I am of two minds about plants that need to be dug up and stored for the winter.
The lazy butt side of me thinks they are a pain in the ass. In the fall, you dig them up, you dry them out, you store them (and in my house, storage space is a pretty rare commodity). Then, in the spring, you have to pull them back out, replant them. That’s alot of work for a plant that I can just rebuy every year.
But then the cheapskate in me says, if I just take a little extra time, I won’t have to buy these exact same things next year.
What’s a busy but Midwestern raised, Scottish-American girl to do? Procrastinate until the very last minute and then give in to the strong skinflint background and dig the damn things up.
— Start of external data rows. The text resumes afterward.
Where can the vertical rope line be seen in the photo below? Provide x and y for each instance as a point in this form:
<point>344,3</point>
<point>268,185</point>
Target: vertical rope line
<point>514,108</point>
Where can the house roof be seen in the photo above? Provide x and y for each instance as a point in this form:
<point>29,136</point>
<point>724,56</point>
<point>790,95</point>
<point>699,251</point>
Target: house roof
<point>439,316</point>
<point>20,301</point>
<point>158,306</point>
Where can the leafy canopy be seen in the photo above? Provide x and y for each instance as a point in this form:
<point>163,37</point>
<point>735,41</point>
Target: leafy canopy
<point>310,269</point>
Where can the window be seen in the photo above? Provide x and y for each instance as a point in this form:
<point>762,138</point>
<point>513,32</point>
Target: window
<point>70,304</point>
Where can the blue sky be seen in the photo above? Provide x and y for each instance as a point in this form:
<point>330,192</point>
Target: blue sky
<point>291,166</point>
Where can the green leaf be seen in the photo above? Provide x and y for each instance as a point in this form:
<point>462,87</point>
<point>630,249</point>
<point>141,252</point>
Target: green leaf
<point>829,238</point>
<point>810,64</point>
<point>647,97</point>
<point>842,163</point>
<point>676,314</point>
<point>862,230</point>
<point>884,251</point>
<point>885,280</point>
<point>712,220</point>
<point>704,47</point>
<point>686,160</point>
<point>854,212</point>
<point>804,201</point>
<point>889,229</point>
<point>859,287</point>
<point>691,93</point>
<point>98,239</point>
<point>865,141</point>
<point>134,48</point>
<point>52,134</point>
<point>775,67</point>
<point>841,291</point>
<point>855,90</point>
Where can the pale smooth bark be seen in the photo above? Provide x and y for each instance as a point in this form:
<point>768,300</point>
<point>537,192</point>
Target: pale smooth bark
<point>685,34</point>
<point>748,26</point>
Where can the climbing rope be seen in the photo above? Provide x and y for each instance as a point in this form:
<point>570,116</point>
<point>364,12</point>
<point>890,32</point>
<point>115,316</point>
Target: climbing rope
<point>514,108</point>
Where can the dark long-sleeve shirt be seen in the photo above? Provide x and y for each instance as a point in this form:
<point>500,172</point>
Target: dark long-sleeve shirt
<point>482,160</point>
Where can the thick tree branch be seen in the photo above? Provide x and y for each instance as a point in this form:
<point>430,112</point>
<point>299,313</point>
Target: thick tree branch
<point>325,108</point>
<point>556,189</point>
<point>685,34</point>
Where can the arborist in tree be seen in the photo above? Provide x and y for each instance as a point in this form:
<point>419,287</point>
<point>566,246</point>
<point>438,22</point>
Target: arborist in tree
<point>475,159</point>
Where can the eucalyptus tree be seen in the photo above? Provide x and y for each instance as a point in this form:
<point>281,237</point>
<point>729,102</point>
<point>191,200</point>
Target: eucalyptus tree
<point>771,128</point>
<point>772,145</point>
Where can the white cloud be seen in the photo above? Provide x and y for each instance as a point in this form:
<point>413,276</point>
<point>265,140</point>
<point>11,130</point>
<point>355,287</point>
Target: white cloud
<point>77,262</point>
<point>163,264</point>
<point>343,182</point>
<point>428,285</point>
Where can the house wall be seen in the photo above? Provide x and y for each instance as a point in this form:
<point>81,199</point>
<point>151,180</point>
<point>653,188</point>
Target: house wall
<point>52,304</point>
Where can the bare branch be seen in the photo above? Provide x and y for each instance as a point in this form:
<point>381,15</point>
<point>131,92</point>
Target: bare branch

I may dig them up, but I still resent the silly, frilly things. They are worse than annuals. At least annuals have the decency to die when the season is over without making you feel like a shmuck because they would live if only you would make a bit more effort. *sigh*
While it is a pain to dig up gladiolus corms every year, it really isn’t too hard to prep them for for indoor storage.
The first thing you need to do is, well, dig them up. You should “harvest” your gladiolus corms after your first frost has hit. Don’t worry, the ground will keep the little corms nice and toasty and you don’t have to worry about those nasty ice crystals doing them in. But, you don’t want to wait too long. The longer the air temperature stays cold, the more likely it is that the ground will freeze. Once the ground freezes… that’s it, pack it up, you sir will be buying your gladiolus corms next year because those babies in the ground are deader than a headless pigeon.
So, your first task is to dig the corms up.
After you dig them up, lay the corms out on a piece of newspaper in a cool dry place for a few days. Those corms will be dirt covered and filthy, but fight your OCD neat freak tendencies and DO NOT WASH THE CORMS. In all honesty, I have no idea why you shouldn’t wash the corms, but everything I have ever read has been very adamant about this. Leave them dirty and let them dry out for a few days. I figure, even if this is one of those garden myths that serves no purpose, it saves me a bit of work and it doesn’t hurt the corms.
Also, don’t toss out the baby corms you will find stuck to the full size corm. Those can be planted next year to grow and then you will have even more gladiolus corms to fuss over.
Once the corms have dried out a bit, lightly brush the dirt off of them. Don’t get too zealous about cleaning them. Just brush the loose dirt off.
Next, get a cardboard box. Note the word “cardboard” as in paper. This is not a paper or plastic decision. You need to go paper so that you don’t trap moisture in with the corms. Moisture is bad, evil, yucky. You don’t want to go there.
Lay down a layer of newspaper in the box and loosely scatter corms on the paper. Do not pile the corms on top of each other. The should not be tightly packed. Cover the corms and lay another layer layer of newspaper. Loosely scatter some more. Repeat process until your corms are all in the box. Top off with a final layer of newspaper.
Put the box in a cool, dry place. Garages tend to work well, basements only work if yours stays dry. You know your house and where the “cool, dry” places are.
Then wait a whole winter till spring. If you have kept the evil, dreaded moisture away, you will have a whole box of ugly, wrinkled, brown things that will grow into pretty flowers. If you failed to keep the moisture out, you will have a box of moldy, possible squishy and smelly things. But think positive thoughts. Think brown and wrinkly.